Summary:

I am encountering a perplexing issue with a data.table join operation in R, where I intend to combine information from two datasets based on specific habitat and species criteria. The join is expected to yield additional rows, but on a large dataset, it results in a “Join results in more rows” error. To illustrate the problem, I’ve provided a minimal example with sample datasets. Initially, a smaller dataset demonstrates successful execution of the join, but the same operation on a larger dataset triggers an error. I’ve included the relevant code snippets, sample data, and error messages. Seeking guidance on resolving this issue, particularly when dealing with duplicate key values and large datasets, I am reaching out for insights and potential solutions.

This is a small dataset, here it works

library(data.table)

I have a problem with a join that should produce extra rows in data table, I have a subresult which is this one:

subresult <- structure(list(cell = c(1447386L, 1447386L, 1447387L), species = c(
  "Abies nordmanniana",
  "Abies nordmanniana", "Abies nordmanniana"
), Habitat = c("WetRich", "DryRich", "DryRich")), class = c(
  "data.table",
  "data.frame"
), row.names = c(NA, -3L))

this looks like this:

cell species Habitat
1447386 Abies nordmanniana WetRich
1447386 Abies nordmanniana DryRich
1447387 Abies nordmanniana DryRich

Here we have a species that can inhabit in 2 different habitats in one cell, and 1 in another, all of which are available in this cell, now those habitats can become different landuses, so we have this other dataset

Feasible_Landuses <- structure(list(species = c(
  "Abies nordmanniana", "Abies nordmanniana",
  "Abies nordmanniana", "Abies nordmanniana", "Abies nordmanniana",
  "Abies nordmanniana", "Abies nordmanniana"
), Landuse = c(
  "ForestDryRich",
  "ForestDryPoor", "ForestWetRich", "ForestWetPoor", "OpenDryRich",
  "OpenDryPoor", "OpenWetPoor"
), Habitat = c(
  "DryRich", "DryPoor",
  "WetRich", "WetPoor", "DryRich", "DryPoor", "WetPoor"
)), row.names = c(
  NA,
  -7L
), class = c("data.table", "data.frame"), sorted = "species")

which can be seen here

species Landuse Habitat
Abies nordmanniana ForestDryRich DryRich
Abies nordmanniana ForestDryPoor DryPoor
Abies nordmanniana ForestWetRich WetRich
Abies nordmanniana ForestWetPoor WetPoor
Abies nordmanniana OpenDryRich DryRich
Abies nordmanniana OpenDryPoor DryPoor
Abies nordmanniana OpenWetPoor WetPoor

Now the goal would be to make a join resulting in this:

Final_Result <- structure(list(cell = c(1447386L, 1447386L, 1447386L, 1447387L, 1447387L), species = c(
  "Abies nordmanniana", "Abies nordmanniana",
  "Abies nordmanniana", "Abies nordmanniana",
  "Abies nordmanniana"
), Landuse = c(
  "ForestDryRich", "ForestWetRich",
  "OpenDryRich", "ForestDryRich", "OpenDryRich"
), Habitat = c("DryRich", "WetRich", "DryRich", "DryRich", "DryRich")), row.names = c(
  NA,
  -5L
), class = c("data.table", "data.frame"))
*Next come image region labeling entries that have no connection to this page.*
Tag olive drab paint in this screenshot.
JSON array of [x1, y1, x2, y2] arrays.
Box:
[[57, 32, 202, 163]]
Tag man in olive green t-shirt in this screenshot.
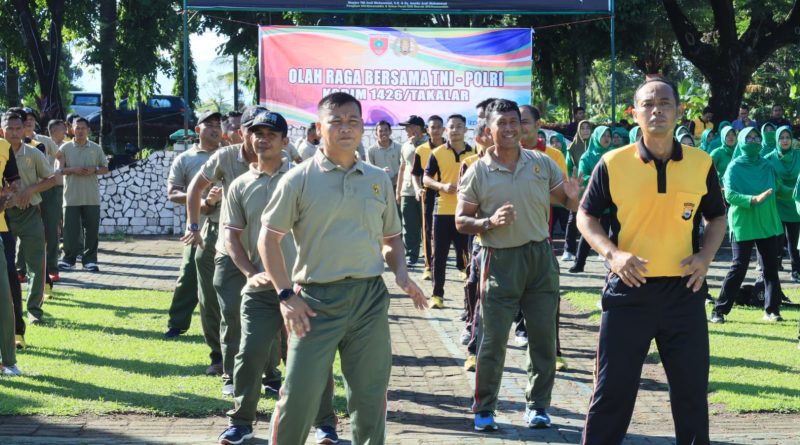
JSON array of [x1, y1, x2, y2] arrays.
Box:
[[56, 117, 108, 272], [258, 93, 427, 445]]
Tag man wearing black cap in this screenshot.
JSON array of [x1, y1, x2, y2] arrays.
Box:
[[164, 111, 222, 375], [183, 106, 280, 395]]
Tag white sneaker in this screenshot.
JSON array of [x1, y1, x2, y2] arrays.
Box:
[[0, 365, 22, 377]]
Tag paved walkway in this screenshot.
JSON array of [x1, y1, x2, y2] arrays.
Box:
[[0, 238, 800, 445]]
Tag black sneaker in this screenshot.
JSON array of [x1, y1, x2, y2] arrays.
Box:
[[164, 328, 186, 338]]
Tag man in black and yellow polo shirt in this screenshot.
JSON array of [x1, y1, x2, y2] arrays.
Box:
[[423, 114, 475, 309], [578, 78, 726, 445]]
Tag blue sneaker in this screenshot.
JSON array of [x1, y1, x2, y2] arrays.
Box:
[[475, 411, 497, 431], [217, 425, 255, 445], [315, 425, 339, 444], [525, 408, 550, 428]]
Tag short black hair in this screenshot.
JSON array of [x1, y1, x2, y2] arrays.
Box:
[[519, 105, 540, 121], [447, 114, 467, 125], [428, 114, 444, 125], [486, 99, 522, 125], [633, 76, 681, 106], [475, 97, 497, 111], [317, 91, 362, 114], [47, 119, 67, 131]]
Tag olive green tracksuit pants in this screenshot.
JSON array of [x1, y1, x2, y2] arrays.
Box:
[[194, 221, 222, 363], [6, 206, 47, 320], [167, 245, 198, 331], [228, 289, 336, 427], [62, 205, 100, 265], [214, 254, 281, 381], [0, 238, 17, 366], [39, 187, 64, 273], [472, 241, 559, 413], [270, 277, 392, 445]]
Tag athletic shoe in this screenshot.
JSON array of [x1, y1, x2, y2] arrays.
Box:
[[461, 328, 472, 346], [222, 377, 233, 397], [206, 362, 222, 375], [314, 425, 339, 444], [0, 365, 22, 377], [217, 425, 256, 445], [524, 409, 550, 428], [262, 379, 281, 395], [164, 328, 186, 338], [464, 354, 478, 372], [569, 264, 583, 273], [475, 411, 497, 431], [556, 355, 568, 371]]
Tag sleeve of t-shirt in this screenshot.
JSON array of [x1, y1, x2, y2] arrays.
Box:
[[458, 161, 481, 205], [700, 164, 725, 219], [425, 154, 439, 178], [411, 152, 425, 176], [261, 176, 300, 233], [219, 183, 247, 229], [581, 159, 613, 218], [383, 175, 403, 238], [200, 151, 222, 182]]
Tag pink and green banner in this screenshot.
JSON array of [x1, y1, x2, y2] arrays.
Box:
[[259, 26, 533, 125]]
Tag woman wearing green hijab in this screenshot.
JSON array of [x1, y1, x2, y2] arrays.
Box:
[[561, 120, 592, 261], [569, 125, 611, 273], [766, 126, 800, 282], [711, 126, 736, 191], [698, 128, 716, 153], [710, 128, 786, 323], [760, 122, 777, 157]]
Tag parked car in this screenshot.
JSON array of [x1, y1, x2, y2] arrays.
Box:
[[87, 95, 195, 148], [70, 91, 100, 117]]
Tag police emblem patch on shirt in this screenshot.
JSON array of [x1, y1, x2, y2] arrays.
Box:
[[681, 202, 694, 221]]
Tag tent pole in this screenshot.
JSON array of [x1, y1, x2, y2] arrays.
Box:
[[183, 0, 191, 137], [609, 0, 617, 128]]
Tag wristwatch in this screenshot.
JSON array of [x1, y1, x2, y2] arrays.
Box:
[[278, 288, 295, 301]]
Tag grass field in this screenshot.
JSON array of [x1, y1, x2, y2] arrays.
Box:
[[0, 290, 345, 416], [565, 288, 800, 413]]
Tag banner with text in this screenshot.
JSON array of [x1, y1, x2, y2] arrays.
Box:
[[259, 26, 533, 125]]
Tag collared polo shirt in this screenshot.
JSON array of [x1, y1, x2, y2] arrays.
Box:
[[425, 142, 475, 215], [458, 147, 564, 249], [58, 139, 108, 207], [367, 141, 400, 184], [14, 144, 53, 206], [261, 147, 400, 284], [200, 144, 250, 227], [581, 139, 725, 277], [220, 160, 294, 289]]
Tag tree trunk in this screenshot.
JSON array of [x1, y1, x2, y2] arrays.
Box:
[[6, 51, 19, 107], [12, 0, 66, 122], [100, 0, 119, 154]]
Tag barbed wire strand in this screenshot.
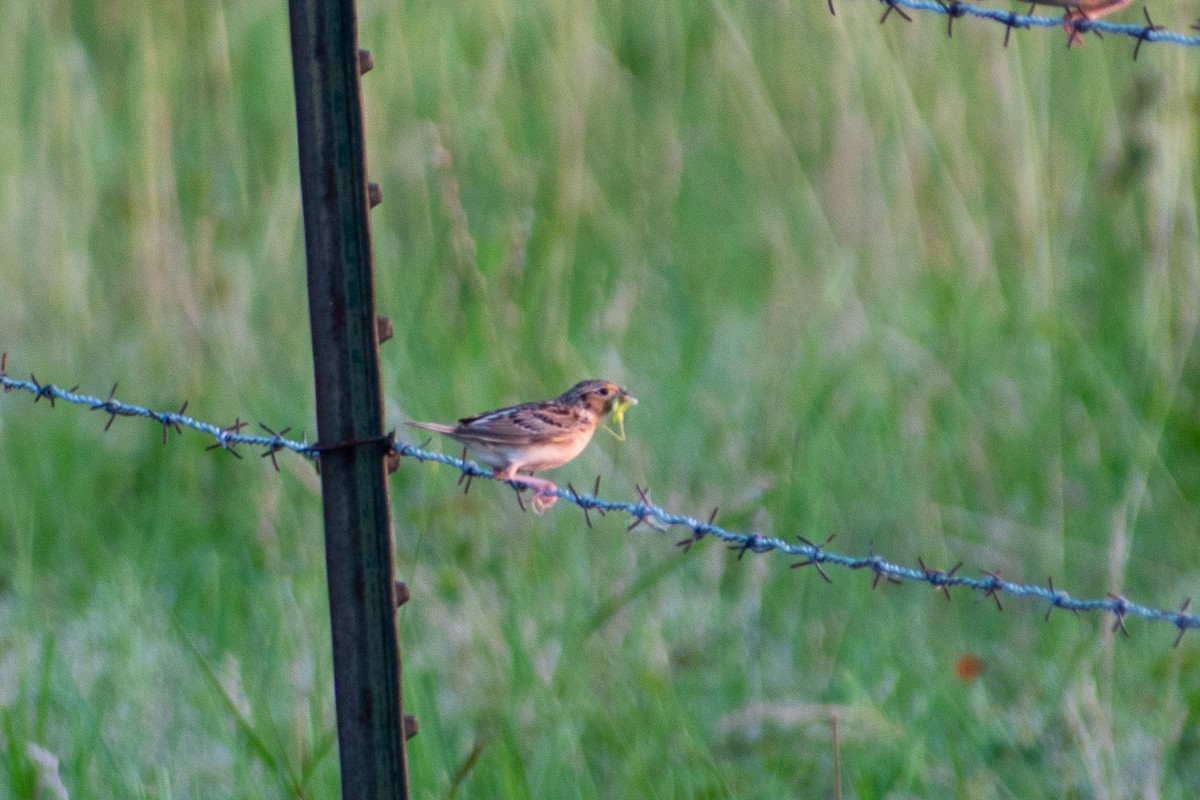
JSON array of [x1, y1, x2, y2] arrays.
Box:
[[859, 0, 1200, 52], [0, 356, 1200, 646]]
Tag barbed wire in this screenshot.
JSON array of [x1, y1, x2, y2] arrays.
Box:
[[0, 354, 1200, 646], [844, 0, 1200, 54]]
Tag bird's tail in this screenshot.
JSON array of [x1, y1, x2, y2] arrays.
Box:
[[404, 421, 455, 433]]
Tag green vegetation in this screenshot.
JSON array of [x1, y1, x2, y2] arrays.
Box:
[[0, 0, 1200, 800]]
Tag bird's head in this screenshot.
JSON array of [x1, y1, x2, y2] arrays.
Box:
[[558, 380, 637, 416]]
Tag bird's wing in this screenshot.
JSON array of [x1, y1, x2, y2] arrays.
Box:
[[454, 403, 587, 445]]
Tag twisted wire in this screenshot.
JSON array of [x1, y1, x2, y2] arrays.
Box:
[[864, 0, 1200, 49]]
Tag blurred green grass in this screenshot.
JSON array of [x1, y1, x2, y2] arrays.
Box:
[[0, 1, 1200, 798]]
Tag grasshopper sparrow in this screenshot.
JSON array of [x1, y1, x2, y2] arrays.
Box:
[[408, 380, 637, 513], [1017, 0, 1133, 47]]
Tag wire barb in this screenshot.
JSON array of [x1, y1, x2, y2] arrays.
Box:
[[258, 422, 292, 473], [0, 367, 1200, 645], [787, 534, 838, 583], [880, 0, 912, 25], [1106, 591, 1129, 638], [1171, 597, 1195, 648], [1133, 6, 1163, 61], [983, 572, 1004, 612]]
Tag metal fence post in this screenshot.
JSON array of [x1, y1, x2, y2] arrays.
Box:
[[288, 0, 408, 800]]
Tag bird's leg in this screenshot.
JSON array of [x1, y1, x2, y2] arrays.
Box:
[[1062, 0, 1133, 47], [493, 467, 558, 513]]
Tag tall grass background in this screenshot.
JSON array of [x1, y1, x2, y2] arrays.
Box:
[[0, 0, 1200, 799]]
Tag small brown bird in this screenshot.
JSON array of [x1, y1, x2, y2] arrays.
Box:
[[408, 380, 637, 513], [1033, 0, 1133, 47]]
Which should look like this:

cell species Landuse Habitat
1447386 Abies nordmanniana ForestDryRich DryRich
1447386 Abies nordmanniana ForestWetRich WetRich
1447386 Abies nordmanniana OpenDryRich DryRich
1447387 Abies nordmanniana ForestDryRich DryRich
1447387 Abies nordmanniana OpenDryRich DryRich

When I try this this works fine

Final_Result <- subresult[Feasible_Landuses, on = .(Habitat, species), nomatch = 0]

as can be seen here

cell species Habitat Landuse
1447386 Abies nordmanniana DryRich ForestDryRich
1447387 Abies nordmanniana DryRich ForestDryRich
1447386 Abies nordmanniana WetRich ForestWetRich
1447386 Abies nordmanniana DryRich OpenDryRich
1447387 Abies nordmanniana DryRich OpenDryRich

Error on large dataset

However on a larget dataset I get this error:

Error in vecseq(f__, len__, if (allow.cartesian || notjoin || !anyDuplicated(f__,  : 
  Join results in 19648 rows; more than 11143 = nrow(x)+nrow(i). Check for duplicate key values in i each of which join to the same group in x over and over again. If that's ok, try by=.EACHI to run j for each group to avoid the large allocation. If you are sure you wish to proceed, rerun with allow.cartesian=TRUE. Otherwise, please search for this error message in the FAQ, Wiki, Stack Overflow and data.table issue tracker for advice.

Now with a big dataset

this dataset is available at this repo

But I will add the code so that I read it from there:

result <- data.table::fread("https://raw.githubusercontent.com/derek-corcoran-barrios/DataTableJoinQuestion/master/result.csv")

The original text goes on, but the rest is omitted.